Density scaling as a property of strongly correlating viscous liquids

TL;DR

This paper confirms that density scaling of relaxation times in viscous liquids is valid for strongly correlating liquids and shows that the scaling exponent can be predicted from equilibrium fluctuations through computer simulations.

Contribution

It provides computational evidence supporting the conjecture that density scaling applies to strongly correlating viscous liquids and introduces a method to predict the scaling exponent from fluctuations.

Findings

Density scaling holds for strongly correlating liquids.

The scaling exponent can be accurately predicted from equilibrium fluctuations.

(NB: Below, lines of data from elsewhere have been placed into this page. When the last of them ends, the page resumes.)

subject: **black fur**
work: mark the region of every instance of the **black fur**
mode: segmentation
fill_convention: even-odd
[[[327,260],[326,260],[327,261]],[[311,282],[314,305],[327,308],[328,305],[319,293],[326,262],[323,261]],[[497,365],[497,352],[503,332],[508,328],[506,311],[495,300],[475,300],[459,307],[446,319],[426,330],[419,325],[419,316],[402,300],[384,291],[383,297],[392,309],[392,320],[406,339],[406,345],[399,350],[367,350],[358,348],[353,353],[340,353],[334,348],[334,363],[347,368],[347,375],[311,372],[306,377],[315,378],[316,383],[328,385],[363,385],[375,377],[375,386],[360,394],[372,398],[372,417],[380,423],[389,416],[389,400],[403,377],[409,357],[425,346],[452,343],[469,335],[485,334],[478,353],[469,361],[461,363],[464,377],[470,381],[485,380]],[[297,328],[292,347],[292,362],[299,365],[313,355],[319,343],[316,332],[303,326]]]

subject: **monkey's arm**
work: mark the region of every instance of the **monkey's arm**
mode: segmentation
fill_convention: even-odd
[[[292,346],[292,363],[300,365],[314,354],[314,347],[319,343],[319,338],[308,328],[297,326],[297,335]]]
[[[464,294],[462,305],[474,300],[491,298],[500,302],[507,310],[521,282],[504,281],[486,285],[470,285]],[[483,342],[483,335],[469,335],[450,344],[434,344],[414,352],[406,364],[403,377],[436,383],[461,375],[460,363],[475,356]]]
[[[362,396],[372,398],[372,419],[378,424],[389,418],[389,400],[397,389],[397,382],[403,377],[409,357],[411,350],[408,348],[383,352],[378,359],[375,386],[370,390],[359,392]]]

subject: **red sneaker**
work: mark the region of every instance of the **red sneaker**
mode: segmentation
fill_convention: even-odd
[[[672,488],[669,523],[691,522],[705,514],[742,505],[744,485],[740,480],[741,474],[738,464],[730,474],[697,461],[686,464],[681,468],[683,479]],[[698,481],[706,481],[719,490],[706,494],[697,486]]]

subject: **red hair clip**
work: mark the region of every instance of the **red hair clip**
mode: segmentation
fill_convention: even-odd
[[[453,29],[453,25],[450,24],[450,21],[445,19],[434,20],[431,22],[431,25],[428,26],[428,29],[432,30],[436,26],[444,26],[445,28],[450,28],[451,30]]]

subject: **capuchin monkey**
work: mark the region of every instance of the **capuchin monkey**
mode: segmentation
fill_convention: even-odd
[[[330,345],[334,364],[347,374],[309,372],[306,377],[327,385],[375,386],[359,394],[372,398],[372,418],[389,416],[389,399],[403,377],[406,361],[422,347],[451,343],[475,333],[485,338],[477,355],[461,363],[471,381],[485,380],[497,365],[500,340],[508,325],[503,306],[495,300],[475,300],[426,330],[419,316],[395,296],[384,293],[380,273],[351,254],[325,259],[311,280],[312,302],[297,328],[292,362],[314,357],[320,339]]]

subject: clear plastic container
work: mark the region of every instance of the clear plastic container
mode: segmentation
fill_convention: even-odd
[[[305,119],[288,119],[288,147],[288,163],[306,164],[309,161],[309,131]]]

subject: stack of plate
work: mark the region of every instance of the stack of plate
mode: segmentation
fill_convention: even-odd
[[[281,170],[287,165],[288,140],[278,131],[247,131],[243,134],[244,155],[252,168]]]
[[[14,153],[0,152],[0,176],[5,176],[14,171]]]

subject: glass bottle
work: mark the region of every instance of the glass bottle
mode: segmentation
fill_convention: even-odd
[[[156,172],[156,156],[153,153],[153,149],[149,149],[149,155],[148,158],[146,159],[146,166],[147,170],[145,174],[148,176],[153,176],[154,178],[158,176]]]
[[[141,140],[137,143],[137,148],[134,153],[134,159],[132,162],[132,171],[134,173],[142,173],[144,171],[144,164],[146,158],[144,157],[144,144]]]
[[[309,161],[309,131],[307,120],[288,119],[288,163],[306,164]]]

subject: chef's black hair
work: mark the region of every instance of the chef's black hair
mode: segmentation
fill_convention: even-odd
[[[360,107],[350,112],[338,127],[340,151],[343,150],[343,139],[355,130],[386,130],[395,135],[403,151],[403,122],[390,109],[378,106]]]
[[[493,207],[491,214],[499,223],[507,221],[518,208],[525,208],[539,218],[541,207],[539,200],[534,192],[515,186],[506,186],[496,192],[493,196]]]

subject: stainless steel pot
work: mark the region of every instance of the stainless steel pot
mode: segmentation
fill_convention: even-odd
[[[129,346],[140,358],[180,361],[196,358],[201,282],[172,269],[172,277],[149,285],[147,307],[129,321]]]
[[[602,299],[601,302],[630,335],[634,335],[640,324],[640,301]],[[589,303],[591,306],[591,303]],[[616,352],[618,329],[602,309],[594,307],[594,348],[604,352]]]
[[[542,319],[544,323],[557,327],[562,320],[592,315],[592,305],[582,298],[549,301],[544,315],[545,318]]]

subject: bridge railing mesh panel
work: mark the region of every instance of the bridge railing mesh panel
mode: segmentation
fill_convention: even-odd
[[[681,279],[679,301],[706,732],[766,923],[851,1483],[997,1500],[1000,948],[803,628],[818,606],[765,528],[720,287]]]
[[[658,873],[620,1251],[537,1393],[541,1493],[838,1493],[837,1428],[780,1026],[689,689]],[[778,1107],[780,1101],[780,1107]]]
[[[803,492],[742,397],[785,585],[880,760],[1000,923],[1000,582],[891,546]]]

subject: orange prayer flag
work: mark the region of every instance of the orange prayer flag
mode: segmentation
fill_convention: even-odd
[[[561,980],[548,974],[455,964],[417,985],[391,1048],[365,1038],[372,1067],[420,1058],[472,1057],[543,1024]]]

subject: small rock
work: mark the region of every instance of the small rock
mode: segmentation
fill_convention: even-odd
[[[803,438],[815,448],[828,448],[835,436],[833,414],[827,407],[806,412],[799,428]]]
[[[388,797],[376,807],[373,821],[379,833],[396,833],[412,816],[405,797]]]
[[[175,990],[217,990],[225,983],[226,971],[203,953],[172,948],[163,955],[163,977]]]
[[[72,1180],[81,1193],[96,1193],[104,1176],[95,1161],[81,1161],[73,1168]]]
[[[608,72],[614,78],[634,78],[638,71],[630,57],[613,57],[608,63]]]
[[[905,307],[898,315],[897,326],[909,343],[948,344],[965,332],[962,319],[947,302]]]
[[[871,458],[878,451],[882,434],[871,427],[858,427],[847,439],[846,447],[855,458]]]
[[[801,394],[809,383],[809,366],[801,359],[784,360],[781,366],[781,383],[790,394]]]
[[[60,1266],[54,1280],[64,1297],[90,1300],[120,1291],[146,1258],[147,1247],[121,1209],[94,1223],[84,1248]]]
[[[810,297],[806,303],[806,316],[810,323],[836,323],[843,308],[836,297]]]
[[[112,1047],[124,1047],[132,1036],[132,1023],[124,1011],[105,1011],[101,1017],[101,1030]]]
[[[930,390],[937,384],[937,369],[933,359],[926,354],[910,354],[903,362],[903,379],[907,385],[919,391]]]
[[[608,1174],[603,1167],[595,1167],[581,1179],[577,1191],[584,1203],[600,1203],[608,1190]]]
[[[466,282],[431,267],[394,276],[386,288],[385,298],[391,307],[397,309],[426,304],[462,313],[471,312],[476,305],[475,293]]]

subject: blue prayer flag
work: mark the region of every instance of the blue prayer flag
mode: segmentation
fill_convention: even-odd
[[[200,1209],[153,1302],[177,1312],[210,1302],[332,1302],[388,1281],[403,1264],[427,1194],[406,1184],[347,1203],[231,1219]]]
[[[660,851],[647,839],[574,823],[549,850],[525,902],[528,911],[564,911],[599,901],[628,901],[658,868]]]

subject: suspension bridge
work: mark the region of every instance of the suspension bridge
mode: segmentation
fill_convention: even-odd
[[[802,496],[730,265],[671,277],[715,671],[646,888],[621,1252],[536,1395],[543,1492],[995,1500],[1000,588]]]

Simulations of model liquids confirm the conjecture.

Abstract

We address a recent conjecture according to which the relaxation time $\tau$ of a viscous liquid obeys density scaling ($\tau=F(\rho^\gamma/T)$ where $\rho$ is density) if the liquid is ``strongly correlating,'' i.e., has almost 100% correlation between equilibrium virial and potential-energy fluctuations [Pedersen {\it et al.}, PRL {\bf 100}, 011201 (2008)]. Computer simulations of two model liquids - an asymmetric dumbbell model and the Lewis-Wahnstr\"om OTP model - confirm the conjecture and demonstrate that the scaling exponent $\gamma$ can be accurately predicted from equilibrium fluctuations.